Olympic Games and World Championships showcase the world’s most elite athletes. While medalists earn a significant premium over fourth place finishers, the margins of victory have become vanishingly small. This series of interactive visualizations examines three stories from – and beyond – the edge. First, situated in the 2018 Winter Olympic Games, you are invited to test hypothetical scenarios in which subsets of athletes improve their performance by thin margins. The second visualization highlights a story from competitive swimming, where advances in swimsuit development effectively changed the parameters of the sport. Finally, you can relive the men's singles luge event at the 2018 Winter Olympic Games. Instead of two hours of luge coverage, the animation runs the top eight athletes side-by-side on the track.
The 2018 Winter Olympic Games in PyeongChang, South Korea were among the most exciting sports events. 30 nations won medals in 102 sporting events. But what makes a winner? What are the margins of victory and of medaling? In other words, what does it take to be a winner? This visualization highlights how close some of the races were. Select options from dropdown menus to see how medals would change if athletes were marginally faster. In many cases, differences as small as 0.1% have would altered the final medal standings.
In 2009, the Adidas brand Arena unveiled the Arena X-Glide, a pure polyurethane competitive swimsuit that was fully impermeable and substantially reduced hydrodynamic drag. At the 2009 World Championships in Rome, where several athletes were using this latest technology,
acrimony ensued. Several swimmers, including some who had benefitted from the Speedo LZR Racer in 2008 and who, bound by contractual obligations, were not allowed to swim in the Adidas suit, expressed unfairness.
The focus on swimsuits before and during the 2009 World Championships forced the Fédération Internationale de Natation (FINA), the governing body of elite swimming, to issue new rules for swimsuit design. Specifically, full-body suits were no longer permitted and materials were only to be textile fabrics that met specific thresholds of buoyancy and permeability. The full-length body suits of 2000 and the polyurethane materials in the LZR Racer of 2008 and Arena X-Glide of 2009 were banned effective January 1, 2010.

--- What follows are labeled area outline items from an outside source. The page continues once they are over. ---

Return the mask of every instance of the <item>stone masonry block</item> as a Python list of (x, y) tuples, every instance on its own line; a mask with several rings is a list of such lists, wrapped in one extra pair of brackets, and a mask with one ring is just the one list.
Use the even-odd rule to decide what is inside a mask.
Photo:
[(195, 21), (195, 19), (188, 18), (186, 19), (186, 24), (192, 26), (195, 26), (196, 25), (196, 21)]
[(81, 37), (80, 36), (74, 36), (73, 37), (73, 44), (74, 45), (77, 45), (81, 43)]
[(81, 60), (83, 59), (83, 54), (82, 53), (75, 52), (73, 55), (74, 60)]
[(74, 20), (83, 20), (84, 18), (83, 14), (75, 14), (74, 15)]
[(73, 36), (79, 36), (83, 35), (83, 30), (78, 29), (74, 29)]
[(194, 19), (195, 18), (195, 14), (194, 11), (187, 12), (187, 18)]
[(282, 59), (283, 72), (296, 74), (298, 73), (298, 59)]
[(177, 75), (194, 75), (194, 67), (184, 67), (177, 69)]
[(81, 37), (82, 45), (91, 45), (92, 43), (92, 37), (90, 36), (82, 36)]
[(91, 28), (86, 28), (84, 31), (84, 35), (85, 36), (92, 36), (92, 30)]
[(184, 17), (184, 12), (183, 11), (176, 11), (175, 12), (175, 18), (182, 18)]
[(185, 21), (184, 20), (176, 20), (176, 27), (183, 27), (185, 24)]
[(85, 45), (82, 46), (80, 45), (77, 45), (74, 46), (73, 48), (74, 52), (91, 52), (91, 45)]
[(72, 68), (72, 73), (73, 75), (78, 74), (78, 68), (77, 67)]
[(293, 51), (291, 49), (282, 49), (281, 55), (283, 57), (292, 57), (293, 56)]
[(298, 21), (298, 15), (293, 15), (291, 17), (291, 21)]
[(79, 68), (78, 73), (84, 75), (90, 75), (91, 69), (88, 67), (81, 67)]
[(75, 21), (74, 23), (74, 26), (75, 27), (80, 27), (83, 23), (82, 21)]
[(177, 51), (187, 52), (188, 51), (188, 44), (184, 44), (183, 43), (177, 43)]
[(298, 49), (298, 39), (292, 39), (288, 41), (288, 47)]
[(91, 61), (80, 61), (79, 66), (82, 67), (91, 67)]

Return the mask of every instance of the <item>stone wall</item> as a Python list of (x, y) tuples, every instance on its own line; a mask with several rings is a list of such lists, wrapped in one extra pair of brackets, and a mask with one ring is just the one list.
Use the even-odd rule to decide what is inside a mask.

A visualization of races at World Championships between 2003 and 2017 clearly shows the polyurethane suits of 2009 suits to be outliers. In all 16 events analyzed, swim times improved gradually between 2003 and 2007, then improved markedly in 2009. After full-body suits and non-textile materials were banned in 2010, swim times were much slower in 2011. Between 2011 and 2017, swim times steadily decreased at rates more consistent with the early 2000s.
Luge is a winter sliding sport in which one athlete, or a two-person team of athletes, lies face up on a racing sled and steers the sled down an ice track. The highest level of international competition is governed by the Fédération Internationale
de Luge de Course (FIL) and is carried out on artificially constructed tracks. At the Olympics, each athlete in a singles competition completes four runs of the course, and the aggregate time of the four runs is determined to the thousandth
of a second.
For the purposes of assessing the provisional standings of competitors while they are on the course, timing wands are placed at positions along the track. At the 2018 Winter Olympic Games in PyeongChang, such ‘split times’ were taken at four locations along the track as well as at the finish line. Thus, a viewer watching the competition could get a sense of provisional standings as well as assess the impact of steering. For example, a steering error that brought a sled into contact with a wall would show up in a subsequent split time comparison.
In PyeongChang, the men’s singles competition was held over two days: two runs on consecutive days. Forty athletes competed, each completing either three or four runs of around 47–50 seconds per run. Thus, spread over two days, there were roughly two hours of actual racing, plus gaps between racers.
I wanted to meet several objectives in making a visualization of the men’s singles competition. First, I wanted to shorten the time taken to view the competition, from two hours spread over two days down to less than one minute. Second, I wanted to display the results in a way that viewers could observe how close the racers were at any time and could potentially see where athletes made up or lost ground on their competitors. To meet these objectives, I animated the top eight finishers, using split times, finishing times, and racing speeds published by the IOC.